Namun, Aulia tidak menjawab. Dia terus saja berjalan sambil menggerutu. Hatinya mendadak kesal entah kenapa. Dan ketika dia berhenti melangkah untuk melirik ke arah Setyo, cowok itu sudah tenggelam dalam obrolan bersama dengan Kayla.
“Oh, itu Kayla. Mantan pacarnya Setyo waktu kuliah. Hubungan mereka cukup lama dan Setyo pernah galau banget pas putus sama Kayla. Gue rasa, Setyo sampai sekarang masih sayang banget sama Kayla, karena itu dia keliatan senang ketemu lagi sama mantannya di sini. Mungkin, mereka ditakdirkan untuk kembali merajut kasih?”
Aulia yang kaget dengan suara yang tiba-tiba terdengar dekat dengan telinganya itu langsung menoleh. Di sampingnya, Saizou berdiri sambil tersenyum dan mengangkat sebelah tangan untuk menyapa Aulia.
“Hai, Aulia. Kebetulan ketemu di sini. Tadi, gue sempat ragu waktu liat lo dari kejauhan. Gue putuskan untuk mendekati dan ternyata beneran elo. Gue juga kaget pas liat Kayla sama Setyo ada di sini.”
“Oh, halo Kak Saizou,” sapa Aulia balik. Cewek itu tersenyum tipis. “Mm, iya. Tadi Kayla tiba-tiba datang dan menyapa Setyo. Gue putusin untuk kasih mereka waktu mengobrol karena keliatannya mereka, eh, akrab.”

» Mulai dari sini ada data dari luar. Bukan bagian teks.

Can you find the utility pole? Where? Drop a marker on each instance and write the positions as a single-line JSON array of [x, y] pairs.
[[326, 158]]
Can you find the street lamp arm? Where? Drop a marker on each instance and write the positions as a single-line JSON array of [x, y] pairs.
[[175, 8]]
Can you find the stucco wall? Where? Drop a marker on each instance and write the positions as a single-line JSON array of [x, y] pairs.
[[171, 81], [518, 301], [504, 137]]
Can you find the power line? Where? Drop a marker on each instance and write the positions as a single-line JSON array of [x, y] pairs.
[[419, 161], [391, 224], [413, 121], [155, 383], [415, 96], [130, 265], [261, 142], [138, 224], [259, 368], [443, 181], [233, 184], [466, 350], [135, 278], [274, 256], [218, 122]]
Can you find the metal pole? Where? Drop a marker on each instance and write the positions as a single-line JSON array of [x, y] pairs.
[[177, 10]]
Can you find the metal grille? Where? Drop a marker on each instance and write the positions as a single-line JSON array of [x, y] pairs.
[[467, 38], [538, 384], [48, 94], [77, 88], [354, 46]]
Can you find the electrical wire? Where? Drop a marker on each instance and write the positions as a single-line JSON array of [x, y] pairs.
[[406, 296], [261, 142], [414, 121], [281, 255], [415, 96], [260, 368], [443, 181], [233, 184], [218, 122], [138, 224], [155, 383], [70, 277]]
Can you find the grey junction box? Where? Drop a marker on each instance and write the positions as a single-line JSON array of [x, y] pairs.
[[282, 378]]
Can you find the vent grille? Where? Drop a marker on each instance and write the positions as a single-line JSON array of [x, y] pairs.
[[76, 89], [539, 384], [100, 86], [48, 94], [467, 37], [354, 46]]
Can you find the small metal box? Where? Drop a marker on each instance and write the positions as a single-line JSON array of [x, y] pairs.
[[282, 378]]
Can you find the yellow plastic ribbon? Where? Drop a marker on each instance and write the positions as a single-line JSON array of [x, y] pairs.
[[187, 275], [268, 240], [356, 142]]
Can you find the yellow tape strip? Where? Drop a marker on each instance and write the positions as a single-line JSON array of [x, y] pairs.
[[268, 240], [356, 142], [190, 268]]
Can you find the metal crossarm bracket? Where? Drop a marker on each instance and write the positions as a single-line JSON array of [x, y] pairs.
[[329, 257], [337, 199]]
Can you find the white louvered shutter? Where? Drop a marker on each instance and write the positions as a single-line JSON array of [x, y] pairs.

“Kalau gitu, lo ngobrol sama gue aja, gimana? Setyo itu emang terkenal cukup sering gonta-ganti cewek. Tapi, sama Kayla yang paling lama dan hubungan mereka cukup dalam.” Saizou menunduk sedikit dan berbisik di telinga Aulia. “Gue dengar, mereka juga cukup sering berkomunikasi dengan sangat intens di kamar hotel.”
Aulia hanya diam. Senyumannya hilang dan matanya menatap datar ke arah Setyo yang kini merangkul pundak Kayla sambil mengacak gemas rambut panjangnya.
“Hm... keliatannya emang mereka sangat akrab.”
Saizou menegakkan tubuh dan memasukkan kedua tangan di saku celana. Cowok itu melirik Aulia dan kini menatap Setyo dengan senyuman miring yang terkesan misterius serta berbahaya.
“Prepare your farewell with Aulia, my little brother.”